Unincorporated community in Virginia, United States

Beaverdam is a small unincorporated community in Hanover County in the central region of the U.S. state of Virginia. The community was named after the beaver dams in the area.

It is the location of four historic locations listed on the National Register of Historic Places: Scotchtown, a residence of Patrick Henry, the Beaverdam Depot, Dewberry, and Trinity Church. It was also the childhood home of Thomas Nelson Page, a notable author and American diplomat in the 20th century.
Consisting primarily of farmland, today it is an outlying suburb of Richmond. The railroad still passes through, operated by the Buckingham Branch Railroad, a Virginia-based short line railroad.

On July 19, 1862, a New York regiment called the Harris Light Cavalry of the Union's Army of Virginia captured John S. Mosby at Beaver Dam Station. At that time, he was serving as a Captain under Col. Jeb Stuart and was carrying a letter from him commending him to Gen. Stonewall Jackson in hopes that Jackson would enable Mosby's vision of becoming a partisan ranger.
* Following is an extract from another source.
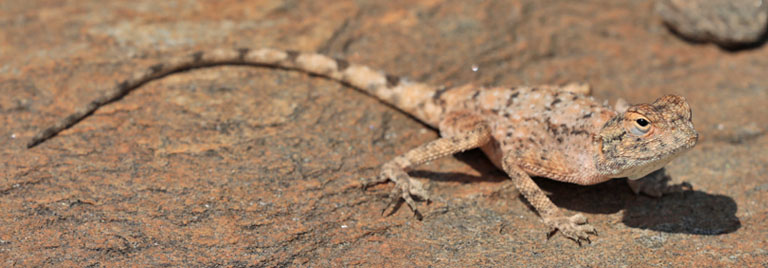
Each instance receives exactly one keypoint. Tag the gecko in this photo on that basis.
(557, 132)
Mosby was held at Old Capitol Prison in Washington, D.C. He was released in a prisoner exchange about ten days after his capture. [Mosby and Russell, 1917]

Beaverdam Elementary School of Hanover County Public Schools celebrated their centennial anniversary in 2006.

The former New York Jet, Damien Woody, lives here.

U. S. Racing Hall of Fame jockey Ted Atkinson (1916-2005) made his home in Beaverdam.

Beaverdam receives significantly more snow than other places in Hanover County [Senz, 2025], due in large part to the trees [Eakle, 2025].